In the early spring, before she moved out, I had shared my thoughts with Sophie, believing she would understand, but instead she warned me I was growing cynical. No, I told her. Not cynical. Realistic.

“What about you?” I’d said in defense. “You haven’t changed?” I pictured her in a fighting stance, her kickboxing class, her taut body.

“Of course I’ve changed, Will. But what would you have me do? Isolate like you? Sit around and cry? Well, I’ve done that. It doesn’t help. It’s just that—we can’t let our hearts grow hard.”

“And you think you haven’t done that?” I’d thought of her talking to reporters, spouting numbers about the thousands of dead children.

“No,” she said. “I haven’t.”

“Right.”

“It’s possible to be an activist, you know, to believe it’s possible to change things, and to still have an open heart.”

“The voice of our murdered children,” I’d said, unable to strip my voice of sarcasm.

“Oh, Will,” she’d said. Her look of pity had made me shiver. “Can’t you see? We can’t afford to grow cynical. If we do that, they’ve won.”

“That’s cheap sentiment,” I’d said. “Like what people said after 9-11.” The truth was they had won. And we had lost our daughter.

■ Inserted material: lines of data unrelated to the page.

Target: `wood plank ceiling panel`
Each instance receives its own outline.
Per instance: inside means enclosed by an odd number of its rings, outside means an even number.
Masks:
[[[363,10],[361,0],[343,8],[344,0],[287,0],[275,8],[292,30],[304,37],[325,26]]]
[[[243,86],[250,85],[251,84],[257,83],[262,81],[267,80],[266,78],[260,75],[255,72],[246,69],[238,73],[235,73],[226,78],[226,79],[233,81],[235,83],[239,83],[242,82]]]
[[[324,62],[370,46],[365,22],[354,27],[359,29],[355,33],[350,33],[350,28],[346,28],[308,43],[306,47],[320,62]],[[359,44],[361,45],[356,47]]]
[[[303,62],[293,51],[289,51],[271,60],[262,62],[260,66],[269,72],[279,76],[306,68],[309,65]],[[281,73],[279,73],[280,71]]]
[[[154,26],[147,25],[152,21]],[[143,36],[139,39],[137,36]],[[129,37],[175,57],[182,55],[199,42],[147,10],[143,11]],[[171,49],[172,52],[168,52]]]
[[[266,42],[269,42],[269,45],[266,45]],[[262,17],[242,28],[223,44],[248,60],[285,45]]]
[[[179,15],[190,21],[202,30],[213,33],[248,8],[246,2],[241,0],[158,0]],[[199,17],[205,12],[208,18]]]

And still that spring, I searched faces. The person who killed our child—again and again the image of her blood-soaked tote, the annihilated cell phone, her broken body, would cloud my vision—this person was walking in the world undetected. Laughing. Eating a burrito. Buying a six-pack. Or a bottle of booze. Or a pair of new shoes. Planting a lawn. Tossing a Frisbee to a retriever. Watching a ball game. Having sex. Going on. Unpunished. Undetected and not likely to be detected. Unless he made a mistake. Unless there was another child.

Seven months.

That evening I wandered aimlessly for a bit. I headed toward the playground, but as I approached I saw a group of boys shooting hoops in the growing shadows, serious go-for-broke, smack-talking ball, their voices breaking open the quiet of the night. Despite the chill of early evening, they had stripped to the waist and sweat glistened on the skin of their chests, their naked backs. The air seemed to shimmer around them—a force field. On a bench at the far side of the playground, a boy sat alone, his concentration focused on the electronic device he held. He was thin, and there was in his posture a vulnerability, someone others would bully, the kind who would try to will himself invisible. I had a vague recollection of the boy as someone Lucy had known, but I wasn’t sure. I turned away and continued over to Stacy Boulevard. There were more dog walkers there, out for a last stroll before heading home for the evening. A wind blew in off the water, the blue expanse broken by chevrons of white. I buttoned my jacket against the chill. It was only May. I should have worn something warmer.

Seven months.

I pictured Lucy back in October on the last morning of her life, her quick, banana-scented kiss and “Bye, Da,” as she flew out the door, innocent of what lay ahead, and I was burdened by every month, every week and day and hour that had passed since, the bleak horrors of Thanksgiving and Christmas, the seasons melting from fall to winter and now spring, edging into summer, the mornings when I woke and for one cruel nanosecond life seemed normal and then memory cut like a lash and with it the impossible grief, the actual physical pain of it, and the knowledge that nothing would ever again be the same.

Seven months of this with no indication that it would ever ease.

Does my grief tire you? Do you want me to get on with my life? Try to understand how impossible that is. Try to imagine what it is like to have your daughter, your beautiful, kind child, murdered and then tell me to get on with my life. Seven months and here is what I imagined as I walked and searched for the face of her killer. I pictured what she suffered before she died. And I imagined her fear at the end. Wondered how the end had actually come and hoped it had at least been swift, a single small mercy. Had she pled? It didn’t bear thinking. And yet I couldn’t stop thinking about it, ruminating on the horror of it. And truth be told, if it happened to you, I don’t think you would either, and I hope you never have to find out. So this was what I was left with. This was what had led to my new self—an angry man who drank too much and had an illegal handgun hidden in his attic studio against the day when he found his daughter’s killer.